Well, it's been an age since I last posted. I apologize for the long delay in posts. It's not that I haven't been cooking or eating dinner; it's just the I've been wrapped up in moving, starting a new job, learning a new job, and generally getting used to my new life and routine. Now that I've finished my first semester as a college librarian, I have 5 wonderful weeks off to celebrate Christmas with (some of) my family, visit my friends, and then enjoy my birthday before heading back to Spring semester 2012.
Since I last posted, I have cooked quite a bit. I've made some old favorites like chili, scotch broth, spaghetti, and linguine carbonara. I've also made stuffed pasta shells and a ton of cookies for various Christmas gatherings for work as well as the famous Praline Pumpkin Torte.
One of my favorite things to make for family holiday get-togethers is the doctored up baked beans that were one of my dad's favorites. He really liked baked beans in most forms, but he always said these were his favorite. I just wish he could be here this year to have them again. The beans are pretty simple to make, starting with canned beans and adding a few ingredients, but the result is so good.
Alex's Christmas Beans
8 oz bacon, regular--not thick cut
1 large yellow onion, finely minced
2 large (28 oz.) cans Bush's Original Baked Beans
Chop or snip the bacon in to very small pieces. I like to use a pair of kitchen shears as they make short work of the bacon. Over medium heat, saute in a large, deep saucepan, stockpot, or dutch oven until bacon is just barely crispy and most of the fat has rendered out. Scoop out the bacon with a slotted spoon and allow to drain on a paper-towel covered plate. Pour out all but about 2 tablespoons of the bacon fat. Add the onion and cook until soft and beginning to turn a caramel color.
Once the onion is completely soft, pour in the two cans of beans, liquid and all. Stir to incorporate the onions throughout. Add 2 Tbsp yellow mustard and 1/4 cup brown sugar and stir to combine well. Stir in the bacon pieces. Heat to bubbly, then reduce heat and simmer for 30 minutes. Taste the beans. They should have a sweet, mellow smoky flavor with a bit of tang. Adjust as needed with either mustard or brown sugar and allow to simmer for another 30 minutes to 1 hour. These beans can just sit on the stove simmering while you prepare the rest of the dinner. These are especially good served with ham and cornbread.

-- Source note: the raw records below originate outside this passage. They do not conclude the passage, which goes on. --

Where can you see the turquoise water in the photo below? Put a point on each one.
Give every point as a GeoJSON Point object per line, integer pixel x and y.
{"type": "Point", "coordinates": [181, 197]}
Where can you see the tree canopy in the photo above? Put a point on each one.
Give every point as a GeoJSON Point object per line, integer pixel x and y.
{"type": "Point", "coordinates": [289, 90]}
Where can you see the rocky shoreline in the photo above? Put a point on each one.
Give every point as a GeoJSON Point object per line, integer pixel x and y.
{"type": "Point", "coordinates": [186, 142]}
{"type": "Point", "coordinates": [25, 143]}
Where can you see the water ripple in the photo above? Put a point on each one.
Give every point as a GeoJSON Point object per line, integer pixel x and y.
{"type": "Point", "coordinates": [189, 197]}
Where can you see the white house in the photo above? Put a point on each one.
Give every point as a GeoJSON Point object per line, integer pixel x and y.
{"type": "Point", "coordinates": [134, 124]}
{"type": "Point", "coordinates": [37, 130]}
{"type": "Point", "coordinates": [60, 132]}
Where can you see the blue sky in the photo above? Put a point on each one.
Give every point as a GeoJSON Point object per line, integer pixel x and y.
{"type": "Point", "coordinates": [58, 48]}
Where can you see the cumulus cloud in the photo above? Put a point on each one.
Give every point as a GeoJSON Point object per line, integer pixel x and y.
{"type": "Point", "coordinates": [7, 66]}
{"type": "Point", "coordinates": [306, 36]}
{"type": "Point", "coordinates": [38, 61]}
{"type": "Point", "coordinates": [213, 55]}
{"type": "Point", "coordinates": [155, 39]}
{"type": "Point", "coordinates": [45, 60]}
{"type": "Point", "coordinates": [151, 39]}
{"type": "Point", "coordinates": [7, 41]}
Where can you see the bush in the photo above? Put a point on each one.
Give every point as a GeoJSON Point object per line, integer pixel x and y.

Thanks for reading. I'm going to be trying a couple new recipes this week, so I hope to add 1 or 2 additional posts soon. I'm making Bacon, Lentil, and Spinach Stew and Chicken and Leek Pie from my new cookbook, "One Pot of the Day: 365 Recipes for Every Day of the Year." I'll also be roasting a chicken with lemon and fresh herbs, (I'll use the leftovers for the pie.) and doing some roasted root vegetables or maybe a vegetable curry. I love fall!